Résistance à la dictature hygiéno-sanitaire : indignons-nous !
D’où, en guise de conclusion et tel un salutaire manifeste de résistance à cette ignoble dictature pseudo-sanitaire, elle-même doublée d’une obsessive oppression hygiéniste, cet appel aussi pressant qu’urgent lancé il n’y a guère si longtemps, quoique en un tout autre contexte socio-politique, à ses semblables – mais que je fais ici mien aussi – de mon ami feu Stéphane Hessel, juif rescapé des camps de concentration nazis et admirable auteur du premier volet de la charte des droits de l’homme au sein des Nations-Unies (ONU), dans son ultime, court mais précieux, diptyque philosophico-littéraire : Indignez-vous ! Engagez-vous !

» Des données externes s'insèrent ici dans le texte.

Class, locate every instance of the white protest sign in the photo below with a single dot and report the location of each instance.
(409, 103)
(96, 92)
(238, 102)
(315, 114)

Pour un nouvel humanisme ; contre la tentation totalitaire
Il est grand temps, pour un nouvel et sain humanisme et pour, enfin, que notre belle et glorieuse civilisation ne meure point, en désespoir de cause, sous les mortifères assauts de sa propre tentation totalitaire, de sa seule et coupable indignité, voire de son dangereux manque de sagesse, sinon de simple intelligence !
DANIEL SALVATORE SCHIFFER*
*Philosophe, auteur, notamment, de « La Philosophie d’Emmanuel Levinas – Métaphysique, esthétique, éthique » (Presses Universitaires de France), « Oscar Wilde » et « Lord Byron » (publiés tous deux chez Gallimard, coll. « Folio Biographies »), « Divin Vinci – Léonard de Vinci, l’Ange incarné » et « Gratia Mundi – Raphaël, la Grâce de l’Art (publiés tous deux chez Erick Bonnier), « L’Ivresse artiste – Double portrait : Baudelaire-Flaubert » (Editions Samsa). A paraître : « Le meilleur des mondes possibles » (Editions Samsa, ouvrage collectif avec Robert Redeker, Audrey Palma, Elsa Godart et Luc Ferry).